Ge Qin-Min, Huang Chun-Mei, Zhu Xiang-Yang, Bian Fan, Pan Shu-Ming
Department of Emergency, Xinhua Hospital, Shanghai Jiaotong University School of Medicine, Shanghai, China.
Division of Nephrology and Hypertension, Department of Internal Medicine, Mayo Clinic College of Medicine, Rochester, MN, United States of America.
PLoS One. 2017 Mar 15;12(3):e0173292. doi: 10.1371/journal.pone.0173292. eCollection 2017.

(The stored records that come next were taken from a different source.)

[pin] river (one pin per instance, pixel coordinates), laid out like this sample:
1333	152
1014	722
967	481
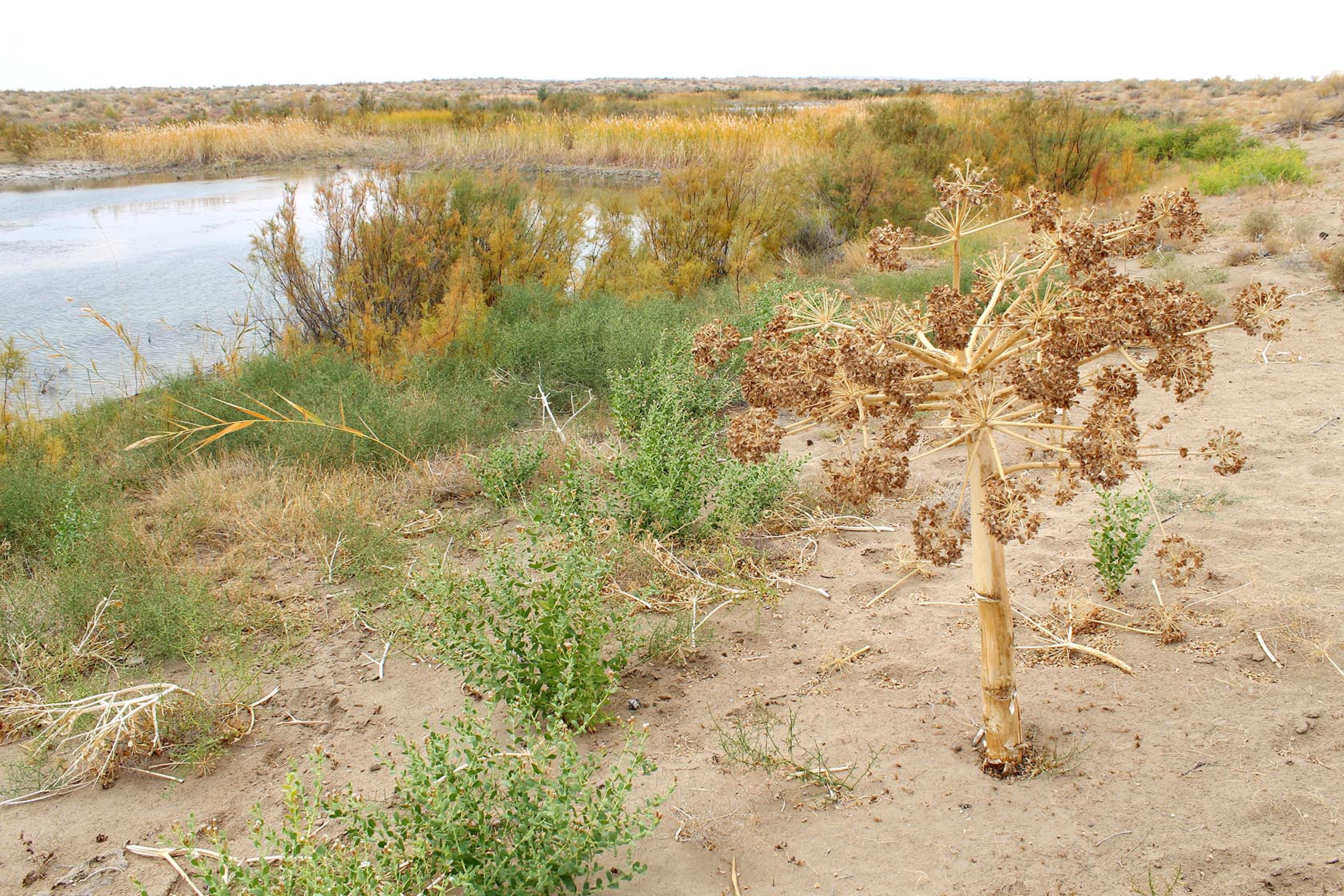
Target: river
166	258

To identify specific miRNAs involved in sepsis-induced AKI and to explore their targeting pathways.
The expression profiles of miRNAs in serum from patients with sepsis-induced AKI (n = 6), sepsis-non AKI (n = 6), and healthy volunteers (n = 3) were investigated by microarray assay and validated by quantitative PCR (qPCR). The targets of the differentially expressed miRNAs were predicted by Target Scan, mirbase and Miranda. Then the significant functions and involvement in signaling pathways of gene ontology (GO) and KEGG pathways were analyzed. Furthermore, eight miRNAs were randomly selected out of the differentially expressed miRNAs for further testing by qPCR.
qPCR analysis confirmed that the expressions levels of hsa-miR-23a-3p, hsa-miR-4456, hsa-miR-142-5p, hsa-miR-22-3p and hsa-miR-191-5p were significantly lower in patients with sepsis compared with the healthy volunteers, while hsa-miR-4270, hsa-miR-4321, hsa-miR-3165 were higher in the sepsis patients. Statistically, miR-4321; miR-4270 were significantly upregulated in the sepsis-induced AKI compared with sepsis-non AKI, while only miR-4321 significantly overexpressed in the sepsis groups compared with control groups. GO analysis showed that biological processes regulated by the predicted target genes included diverse terms. They were related to kidney development, regulation of nitrogen compound metabolic process, regulation of cellular metabolic process, cellular response to oxidative stress, mitochondrial outer membrane permeabilization, etc. Pathway analysis showed that several significant pathways of the predicted target genes related to oxidative stress. miR-4321 was involved in regulating AKT1, mTOR and NOX5 expression while miR-4270 was involved in regulating PPARGC1A, AKT3, NOX5, PIK3C3, WNT1 expression. Function and pathway analysis highlighted the possible involvement of miRNA-deregulated mRNAs in oxidative stress and mitochondrial dysfunction.
This study might help to improve understanding of the relationship between serum miRNAs and sepsis-induced AKI, and laid an important foundation for further identification of the potential mechanisms of sepsis-induced AKI and oxidative stress and mitochondrial dysfunction.
鉴定参与脓毒症诱导的急性肾损伤(AKI)的特定微小RNA(miRNA),并探索其靶向途径。
通过微阵列分析研究脓毒症诱导的AKI患者(n = 6)、非脓毒症AKI患者(n = 6)和健康志愿者(n = 3)血清中miRNA的表达谱,并通过定量聚合酶链反应(qPCR)进行验证。通过Target Scan、mirbase和Miranda预测差异表达miRNA的靶标。然后分析基因本体论(GO)和京都基因与基因组百科全书(KEGG)途径的显著功能及在信号通路中的参与情况。此外,从差异表达的miRNA中随机选择8个miRNA通过qPCR进行进一步检测。
qPCR分析证实,与健康志愿者相比,脓毒症患者中hsa-miR-23a-3p、hsa-miR-4456、hsa-miR-142-5p、hsa-miR-22-3p和hsa-miR-191-5p的表达水平显著降低,而脓毒症患者中hsa-miR-4270、hsa-miR-4321、hsa-miR-3165表达较高。统计学上,与非脓毒症AKI相比,脓毒症诱导的AKI中miR-4321和miR-4270显著上调,而与对照组相比,脓毒症组中只有miR-4321显著过表达。GO分析表明,预测靶基因调控的生物学过程包括多种术语。它们与肾脏发育、氮化合物代谢过程调节、细胞代谢过程调节、细胞对氧化应激的反应、线粒体外膜通透性等有关。通路分析表明,预测靶基因与氧化应激相关的几个重要通路有关。miR-4321参与调节AKT1、mTOR和NOX5的表达,而miR-4270参与调节PPARGC1A、AKT3、NOX5、PIK3C3、WNT1的表达。功能和通路分析突出了miRNA失调的mRNA可能参与氧化应激和线粒体功能障碍。
本研究可能有助于增进对血清miRNA与脓毒症诱导的AKI之间关系的理解,并为进一步鉴定脓毒症诱导的AKI以及氧化应激和线粒体功能障碍的潜在机制奠定重要基础。